Nevertheless, according to the same sources, this fundraising endeavor might reduce the ownership stake held by the family of the late billionaire investor Rakesh Jhunjhunwala.
Akasa Air Valuation
The financing will likely be conducted in multiple phases, leading to an incremental increase in valuation, reaching around $1 billion from its current value of approximately $650 million. The Jhunjhunwala family is anticipated not to acquire additional shares during these fresh equity issuances, potentially diluting their existing holding.
Furthermore, the appointed banker for this process may explore potential buyers for a secondary stake sale by the Jhunjhunwala family, which currently holds a 45.97% stake in Akasa Air.

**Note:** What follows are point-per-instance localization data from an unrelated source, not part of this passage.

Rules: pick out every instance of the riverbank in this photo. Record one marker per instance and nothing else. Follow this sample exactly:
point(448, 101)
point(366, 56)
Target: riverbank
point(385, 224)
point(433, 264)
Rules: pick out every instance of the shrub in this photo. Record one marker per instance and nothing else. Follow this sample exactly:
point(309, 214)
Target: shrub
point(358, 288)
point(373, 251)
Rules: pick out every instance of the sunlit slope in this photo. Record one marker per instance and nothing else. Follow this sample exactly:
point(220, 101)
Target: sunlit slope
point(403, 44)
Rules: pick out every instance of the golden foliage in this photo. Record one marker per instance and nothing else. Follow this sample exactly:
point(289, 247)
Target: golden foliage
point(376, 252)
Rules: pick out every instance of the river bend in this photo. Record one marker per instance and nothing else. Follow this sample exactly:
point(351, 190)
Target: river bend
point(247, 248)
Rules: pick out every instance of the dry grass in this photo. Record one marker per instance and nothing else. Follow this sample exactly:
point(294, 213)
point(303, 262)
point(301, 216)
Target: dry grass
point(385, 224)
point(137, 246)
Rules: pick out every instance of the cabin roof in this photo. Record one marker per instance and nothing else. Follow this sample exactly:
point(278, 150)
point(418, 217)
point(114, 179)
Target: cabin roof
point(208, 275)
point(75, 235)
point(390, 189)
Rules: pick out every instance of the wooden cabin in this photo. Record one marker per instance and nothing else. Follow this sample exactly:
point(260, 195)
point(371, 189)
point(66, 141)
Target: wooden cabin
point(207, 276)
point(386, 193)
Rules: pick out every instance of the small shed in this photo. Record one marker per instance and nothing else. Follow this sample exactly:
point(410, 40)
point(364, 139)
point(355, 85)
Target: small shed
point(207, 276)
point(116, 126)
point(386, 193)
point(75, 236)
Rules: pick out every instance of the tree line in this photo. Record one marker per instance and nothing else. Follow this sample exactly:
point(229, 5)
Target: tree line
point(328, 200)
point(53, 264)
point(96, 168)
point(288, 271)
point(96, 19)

Mint reports that the ownership breakdown of Akasa Air is as follows:
- The airline’s co-founder and CEO, Vinay Dube, holds a 16.13% stake.
- Madhav Bhatkuly possesses a 9.41% ownership share.
- Sanjay Dube and Niraj Dube each have a 7.59% stake.
- PAR Capital Ventures Llc has a 6.37% ownership interest.
- Kartik Verma holds a 1.93% stake.
- Ninan Chacho possesses a 1.07% ownership share.
- The remaining stakeholders collectively own 3.94% of the airline.
The largest portion of the company, accounting for 45.97%, is owned by the family of the late Rakesh Jhunjhunwala. However, there are indications that the Jhunjhunwala family is unlikely to acquire additional shares, which could potentially lead to a dilution of their equity.
While Akasa Air has not officially commented on this matter, the airline expressed confidence in its overall financial position. A spokesperson for the airline stated:
“We are confident about our future and continue to invest prudently. The airline has generated cash from its first day of operations, as a result of which the initial investment by our investors (including the investment made by Mr. Jhunjhunwala) continues to remain secure in our bank account. As a young airline, we are proud that we are adding to the company reserves even in the first year of our operations.”
Akasa Air’s efforts to secure additional funding come when the airline is facing a pilot shortage, with several of its cockpit crew members departing for other airlines, primarily Air India Express (IX).
The airline found itself in a legal dispute involving approximately 40 pilots who sought compensation amounting to millions of dollars due to disruptions in operations and damage to the airline’s reputation.
Over the past few weeks, Akasa has been forced to cancel a significant number of flights. In court, Akasa contended that the pilots’ actions were unlawful, unethical, and self-serving. They argued that the situation was dire and that further pilot resignations could potentially lead to the airline’s closure.
Despite these challenges, Akasa Air has received approval from India’s aviation ministry to operate international flights and is planning to commence international operations to destinations in the Middle East and Southeast Asia by the end of this year.